Dal Tom Hulce di Amadeus al Kevin Spacey di House of Cards, passando per il Jim Carrey di Truman Show e il Ralph Fiennes di Schindler’s List. Qual è il personaggio che hai amato? «È una domanda alla quale non riesco a rispondere, malgrado mi sia stata posta spesso in tutti questi anni. La verità è che fin dal primo film che ho doppiato, ovvero Rusty il Selvaggio (in cui ho dato la voce italiana al Motorcycle Boy di Mickey Rourke), mi sono sempre innamorato dei film e degli attori che interpretavo. Quindi non riesco a scegliere, anche se uno dei miei preferiti è senz’altro Bardem. È un mostro, non fa mai due volte lo stesso ruolo, ogni volta dà vita a un personaggio diverso dai precedenti. Poi lui è uno che piace alle donne, eppure riesce ad essere il contrario di sé stesso, come in Non è un paese per vecchi o in Skyfall. Ricordo di averci parlato, con Bardem, quando venne a Venezia per la presentazione di Mare Dentro.

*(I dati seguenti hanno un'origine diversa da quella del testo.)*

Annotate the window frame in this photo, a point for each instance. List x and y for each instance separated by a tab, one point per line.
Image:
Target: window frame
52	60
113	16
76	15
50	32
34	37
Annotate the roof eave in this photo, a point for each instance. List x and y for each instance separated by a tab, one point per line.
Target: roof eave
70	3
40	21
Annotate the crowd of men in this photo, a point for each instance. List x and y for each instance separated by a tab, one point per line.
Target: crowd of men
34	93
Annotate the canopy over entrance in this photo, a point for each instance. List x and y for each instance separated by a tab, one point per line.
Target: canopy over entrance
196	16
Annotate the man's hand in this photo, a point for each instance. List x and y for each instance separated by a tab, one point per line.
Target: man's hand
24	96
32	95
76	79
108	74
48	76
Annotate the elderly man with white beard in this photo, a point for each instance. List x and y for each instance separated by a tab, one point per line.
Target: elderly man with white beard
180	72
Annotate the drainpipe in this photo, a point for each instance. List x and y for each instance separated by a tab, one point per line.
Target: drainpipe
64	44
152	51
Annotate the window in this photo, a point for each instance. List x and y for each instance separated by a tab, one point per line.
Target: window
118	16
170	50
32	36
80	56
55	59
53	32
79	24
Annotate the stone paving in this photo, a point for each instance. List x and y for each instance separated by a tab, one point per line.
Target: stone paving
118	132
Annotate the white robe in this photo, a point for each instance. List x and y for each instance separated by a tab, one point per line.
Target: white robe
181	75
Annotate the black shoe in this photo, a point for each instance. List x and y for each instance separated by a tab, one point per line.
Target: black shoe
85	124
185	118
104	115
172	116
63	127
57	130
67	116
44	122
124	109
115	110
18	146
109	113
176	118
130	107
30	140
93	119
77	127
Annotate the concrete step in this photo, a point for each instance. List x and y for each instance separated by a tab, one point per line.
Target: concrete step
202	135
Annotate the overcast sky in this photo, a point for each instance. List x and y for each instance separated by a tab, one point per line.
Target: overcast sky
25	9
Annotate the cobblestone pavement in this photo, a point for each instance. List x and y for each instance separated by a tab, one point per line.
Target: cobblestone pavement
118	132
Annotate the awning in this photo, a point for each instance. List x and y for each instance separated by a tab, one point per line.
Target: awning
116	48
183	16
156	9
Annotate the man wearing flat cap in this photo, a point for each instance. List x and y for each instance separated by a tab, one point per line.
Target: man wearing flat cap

Mi fece uno scherzo telefonico, con la complicità di Andrea Occhipinti che distribuiva il film con la sua Lucky Red. Per doppiarlo (il suo personaggio resta paralizzato dopo un incidente e recita praticamente per tutto il film sdraiato su un letto d’ospedale, con un filo di voce che manca quasi completamente di bassi) misi due sedie davanti alla postazione, sulle quali mi sdraiavo anche io tenendo la testa girata da un lato e senza muovere un muscolo. Una sorta di metodo Stanislawskij applicato al doppiaggio, e queste sono cose che non te le insegna nessuno, le vai a pescare nel tuo bagaglio culturale, nel tuo entusiasmo, nella passione per questo lavoro. Un altro al quale sono molto legato è Ralph Fiennes, che ho doppiato in Schindler’s list. E naturalmente anche gli altri che hai citato. Ecco perché non riesco a scegliere».
E quando ti è capitato di dichiararti a qualche ragazza, che voce hai usato? «La voce dell’anima. La mia».